I have this problem :
$f$ is defined and positive in $[0,1]$ for $1>a>0 \implies \inf f((a,1])>0$.
if $f$ continuous on the right at $x=0$ proof that $\inf f([0,1])>0$
My proof
Since $f$ is continous on the right at $x=0$ we know that : $$\lim_{x \to 0+} f(x)=f(0)$$
I thought to assume that $\inf f([0,1])\leq 0$, and using the limit inorder to get a contradiction but haven't managed to get there, Any ideas how to "move on" from this point?
Any help will be appreciated.
As it stands the result is not correct.

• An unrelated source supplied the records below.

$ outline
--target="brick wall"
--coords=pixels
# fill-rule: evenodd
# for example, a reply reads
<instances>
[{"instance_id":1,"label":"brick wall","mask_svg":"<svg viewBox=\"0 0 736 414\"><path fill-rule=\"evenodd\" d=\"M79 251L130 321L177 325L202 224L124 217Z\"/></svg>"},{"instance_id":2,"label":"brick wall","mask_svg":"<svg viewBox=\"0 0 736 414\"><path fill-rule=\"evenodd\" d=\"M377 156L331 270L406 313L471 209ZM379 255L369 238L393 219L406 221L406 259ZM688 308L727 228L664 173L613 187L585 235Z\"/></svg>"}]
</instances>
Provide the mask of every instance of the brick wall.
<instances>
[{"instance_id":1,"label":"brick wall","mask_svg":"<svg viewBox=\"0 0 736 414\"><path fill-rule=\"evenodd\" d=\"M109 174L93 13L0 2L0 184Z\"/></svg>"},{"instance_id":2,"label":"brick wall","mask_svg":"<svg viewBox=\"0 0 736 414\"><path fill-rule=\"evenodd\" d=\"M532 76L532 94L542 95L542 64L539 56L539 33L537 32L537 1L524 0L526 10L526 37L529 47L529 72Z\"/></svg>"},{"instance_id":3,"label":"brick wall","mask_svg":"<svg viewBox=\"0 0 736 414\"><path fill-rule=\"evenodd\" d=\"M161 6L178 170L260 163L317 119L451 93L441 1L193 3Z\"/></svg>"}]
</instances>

Take, for example, $f(x)=x,\ x\in[0,1]$. Then $f$ is positive, continuous everywhere, $\inf f((a,1])=a>0$ for every $a\in(0,1]$ and $\inf f([0,1])=0$.
One way to correct it is to assume that $f(0)>0$. I will now prove the statement with this assumption. Since $f\ge 0$ we must have that $\inf f([0,1])\ge 0$. Suppose that $\inf f([0,1])=0$. Then, for every $a\in(0,1]$, it holds that $\inf f([0,a])=0$ since $0=\inf f([0,1])=\min\{\inf f([0,a]),\inf f((a,1])\}$ and $\inf f((a,1])>0$. Let $\epsilon>0$ be arbitrary, but fixed. Then, by the definition of the infimum, for every $n\ge 1$ one can find $x_n\in[0,\frac{1}{n}]$ such that $f(x_n)<\epsilon$ ($\inf f([0,\frac{1}{n}])=0$). We pass to the limit ($n\to\infty$) and use the continuity of $f$ in $0$ to deduce that $f(0)\le\epsilon$. $\epsilon$ was arbitrary, so this forces $f(0)=0$, which is a contradiction. It follows that $\inf f([0,1])>0$, as required.